Mandela's health may overshadow Obama's return to Africa
DAKAR, SENEGAL President Obama touched down aware that Nelson Mandela was on life-support and even closer to death than he was before the president and the first family boarded Air Force One Wednesday, unnerved by Mandela's declining health and certain that his passing would dramatically alter the Obamas' first extensive tour of sub-Saharan Africa.
Mr. Obama is accompanied by first lady Michelle Obama, daughters Malia and Sasha, mother-in-law Marian Robinson and niece Leslie Robinson for a trip currently scheduled to stop here, South African and Tanzania. It is unclear how that schedule might be altered should Mandela die while Mr. Obama is here. The urgency of Mandela's declining health intensified when South African President Jacob Zuma late Tuesday canceled plans to visit Mozambique on Wednesday.
White House advisers have made it clear Mr. Obama will honor South Africa's mourning and respect the wishes of Mandela's family for privacy - all of which could lead the Obamas to scrap the South Africa leg of the trip if Mandela dies before Mr. Obama's scheduled arrival Friday.
Meanwhile on Wednesday, dozens of Senagalese officials greeted the first family at Leopold Sedar Senghor International Airport, the receiving line stretching for yards and the handshakes long and lingering for Mr. Obama. The first family was set for a quiet night of rest before Thursday meetings with Senagalese President Macky Sall and a brief press conference.
Thereafter, the Obamas will venture to Goree Island, a significant slave trading depot. From the 15th to 19th century, an estimated 12 million to 15 million Africans were taken from the continent. How many passed through Goree Island is the subject of intense academic debate. Historians agree the island played some role in jailing and then transferring slaves to ships headed for North America, but disagree over the actual numbers. The island was ruled by the Portuguese, Dutch, English and French.
The Obamas will tour the House of Slaves (Maison des Esclaves), built by the Dutch in 1776. It is a UNESCO World Heritage Site now and a site of untold slave-era horrors.
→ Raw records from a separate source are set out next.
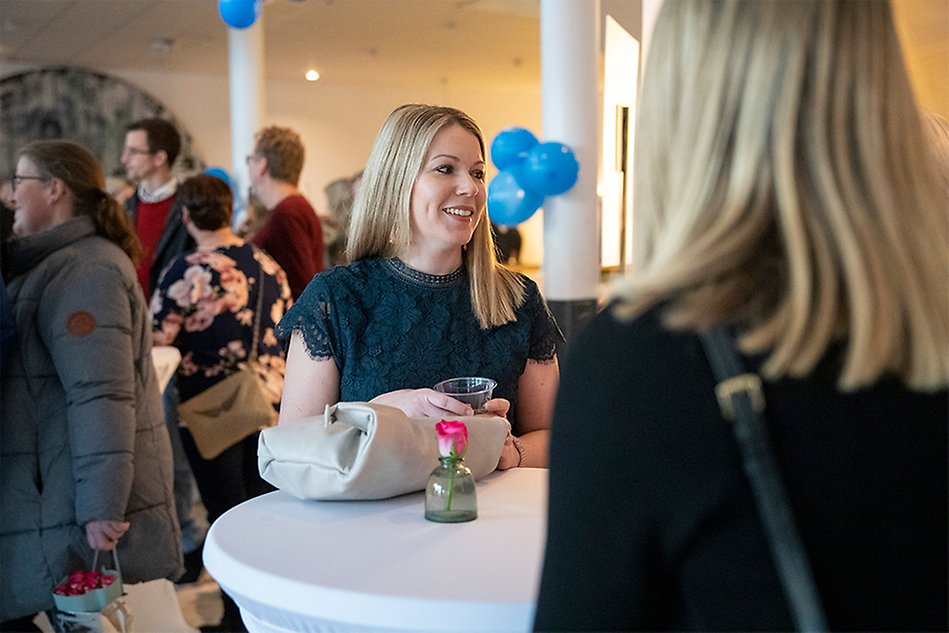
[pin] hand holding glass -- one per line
(472, 391)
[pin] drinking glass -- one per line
(471, 390)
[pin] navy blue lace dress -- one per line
(390, 327)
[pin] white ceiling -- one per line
(347, 41)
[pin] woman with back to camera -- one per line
(85, 461)
(783, 190)
(424, 298)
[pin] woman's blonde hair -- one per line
(381, 221)
(784, 186)
(83, 175)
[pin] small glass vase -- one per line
(450, 495)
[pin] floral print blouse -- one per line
(204, 305)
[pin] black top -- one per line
(652, 524)
(390, 327)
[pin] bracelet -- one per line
(520, 451)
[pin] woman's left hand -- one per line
(497, 406)
(105, 534)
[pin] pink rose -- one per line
(79, 582)
(452, 438)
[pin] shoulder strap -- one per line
(741, 400)
(260, 304)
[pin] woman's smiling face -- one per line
(449, 193)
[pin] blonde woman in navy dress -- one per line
(423, 297)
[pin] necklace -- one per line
(401, 269)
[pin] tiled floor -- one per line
(200, 602)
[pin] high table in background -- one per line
(295, 565)
(166, 359)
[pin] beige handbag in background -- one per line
(357, 450)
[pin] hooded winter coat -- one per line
(82, 433)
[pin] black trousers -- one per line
(229, 479)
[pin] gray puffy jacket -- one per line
(82, 435)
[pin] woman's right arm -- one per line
(309, 384)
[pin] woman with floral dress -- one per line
(204, 305)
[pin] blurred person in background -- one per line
(150, 150)
(291, 234)
(785, 191)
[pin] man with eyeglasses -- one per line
(151, 147)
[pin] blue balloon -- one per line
(220, 172)
(508, 203)
(510, 146)
(549, 169)
(239, 14)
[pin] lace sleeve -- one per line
(313, 315)
(545, 333)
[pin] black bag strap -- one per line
(252, 357)
(741, 400)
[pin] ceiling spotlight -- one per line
(161, 46)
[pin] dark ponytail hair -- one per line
(83, 175)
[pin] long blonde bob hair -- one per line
(381, 221)
(784, 185)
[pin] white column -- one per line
(569, 47)
(245, 55)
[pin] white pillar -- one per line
(569, 48)
(245, 55)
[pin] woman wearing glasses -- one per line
(85, 460)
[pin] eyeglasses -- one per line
(134, 151)
(17, 179)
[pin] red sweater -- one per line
(149, 223)
(292, 235)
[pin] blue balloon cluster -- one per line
(239, 14)
(529, 171)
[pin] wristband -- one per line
(520, 451)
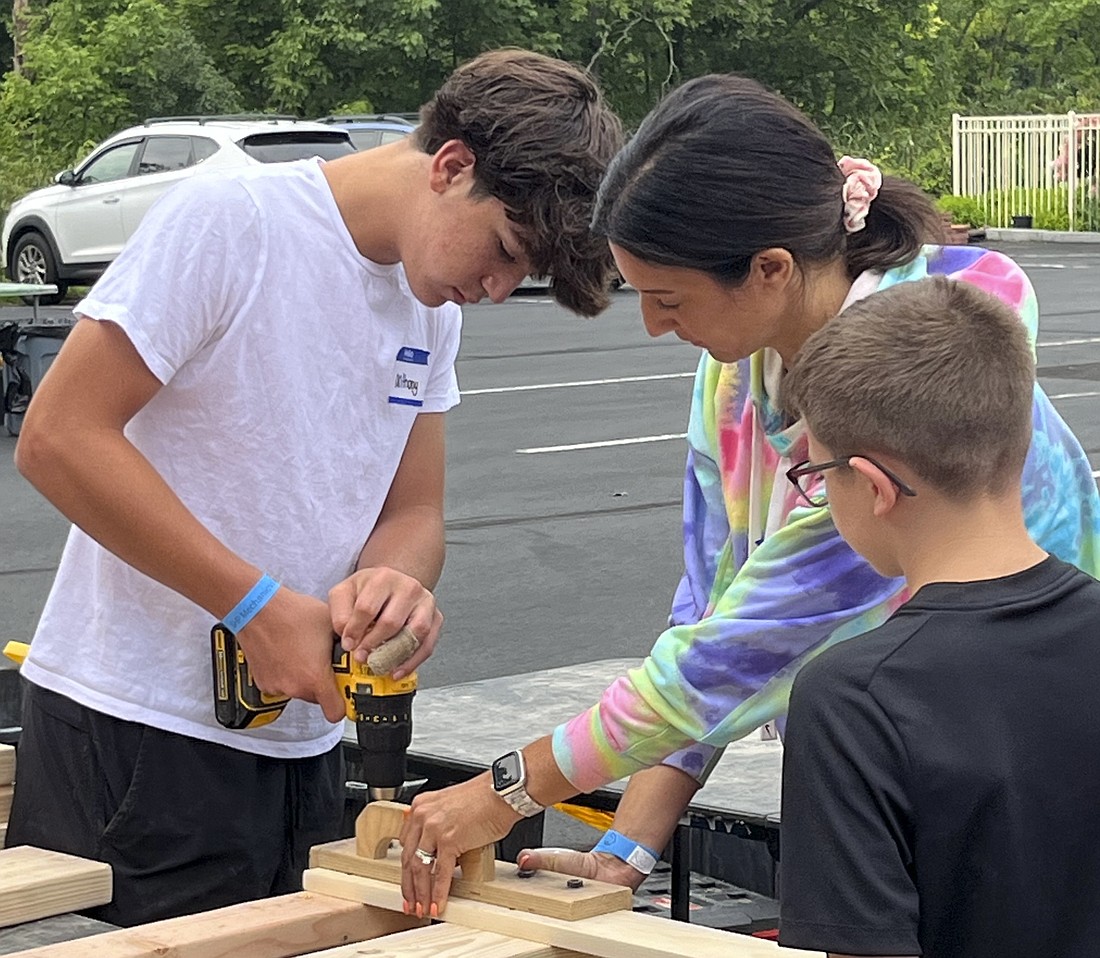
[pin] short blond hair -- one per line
(935, 373)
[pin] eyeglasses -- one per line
(806, 477)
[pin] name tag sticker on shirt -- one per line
(410, 376)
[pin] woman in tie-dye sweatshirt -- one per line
(730, 216)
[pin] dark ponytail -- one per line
(900, 220)
(723, 168)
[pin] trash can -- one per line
(28, 351)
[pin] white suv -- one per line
(70, 232)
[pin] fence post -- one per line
(1071, 163)
(956, 160)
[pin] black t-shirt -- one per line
(942, 778)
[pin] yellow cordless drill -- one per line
(380, 705)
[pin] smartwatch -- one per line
(509, 782)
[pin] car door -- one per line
(164, 161)
(88, 220)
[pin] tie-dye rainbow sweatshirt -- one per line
(769, 583)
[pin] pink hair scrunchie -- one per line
(861, 184)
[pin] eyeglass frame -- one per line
(805, 468)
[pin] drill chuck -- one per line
(384, 730)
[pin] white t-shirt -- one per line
(294, 369)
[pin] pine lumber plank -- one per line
(543, 893)
(36, 883)
(278, 927)
(615, 935)
(447, 942)
(7, 764)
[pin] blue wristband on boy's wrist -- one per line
(246, 608)
(633, 852)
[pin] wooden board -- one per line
(35, 883)
(615, 935)
(543, 893)
(7, 764)
(447, 942)
(274, 927)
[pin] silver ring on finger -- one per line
(426, 857)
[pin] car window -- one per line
(365, 139)
(163, 154)
(113, 164)
(279, 147)
(202, 146)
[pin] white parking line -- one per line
(604, 444)
(1071, 342)
(1074, 395)
(578, 383)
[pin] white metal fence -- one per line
(1041, 172)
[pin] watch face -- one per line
(506, 771)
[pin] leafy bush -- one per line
(1048, 208)
(964, 209)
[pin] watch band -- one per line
(633, 852)
(521, 802)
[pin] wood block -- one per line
(479, 863)
(543, 893)
(616, 935)
(276, 927)
(448, 942)
(35, 883)
(7, 764)
(376, 826)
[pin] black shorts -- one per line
(186, 825)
The infamous "Door of No Return" is the point where slaves walked from the cramped jail quarters and into permanent enslavement. The door looked out onto the rocky shallows and slaves trekked a narrow bridge made of palm planks. They stepped into canoes that ferried them to waiting slave vessels. The daring who jumped into the sea either drowned or were attacked by sharks, drawn to the waters by the ever-present corpses thrown from the slave house after dying from disease or malnutrition.
The facility is a courtyard surrounded by cells in which men, women, children, the sick and the "recalcitrant" were housed in close, disease-ridden quarters. The men suitable for sale in the slave trade, meaning those who weighed at least 60 kilograms (132 lbs.), were jailed 20 to a cell. The wooden-beamed cells had dirt floors and were 8.5 feet by 8.5 feet.
The men sat with their backs to the wall, shackles around their neck and ankles. They were shackled in twos. On the chain between the shackles on each slave's wrist hung an iron ball weighing at least 20 pounds.
Other cells kept women and teen virgin girls, who often won a price as large as paid for the fittest male slaves. Children were housed in a separate cell. The smallest cell was reserved for "recalcitrants" - the slaves who showed the slightest resistance to the abuse, privation and suffocating conditions.
The journey through the House of Slaves could be acutely poignant for Michelle Obama, whose great-great-great grandmother, Melvina Shields, was a slave in South Carolina.
Mr. Obama, the son of a Kenyan father, is also a historic visitor, the first African-American U.S. President to tour Goree Island or the House of Slaves. Presidents Clinton, George W. Bush and George Herbert Walker Bush have all made pilgrimages to the slave house. Pictures of Clinton and the younger Bush, slighted faded through the years, hang in the modest curator's office over-looking the deceptively serene slave house courtyard.
The presidential visits have made permanent Goree Island's reputation as a place of significance in the North American slave trade saga - as have the trips made by Mandela and Mother Teresa. Mr. Obama's visit will intensify the island's link to the slave trade and deepen its symbolic resonance in America, even though the magnitude of its slave trade to this day remains unclear.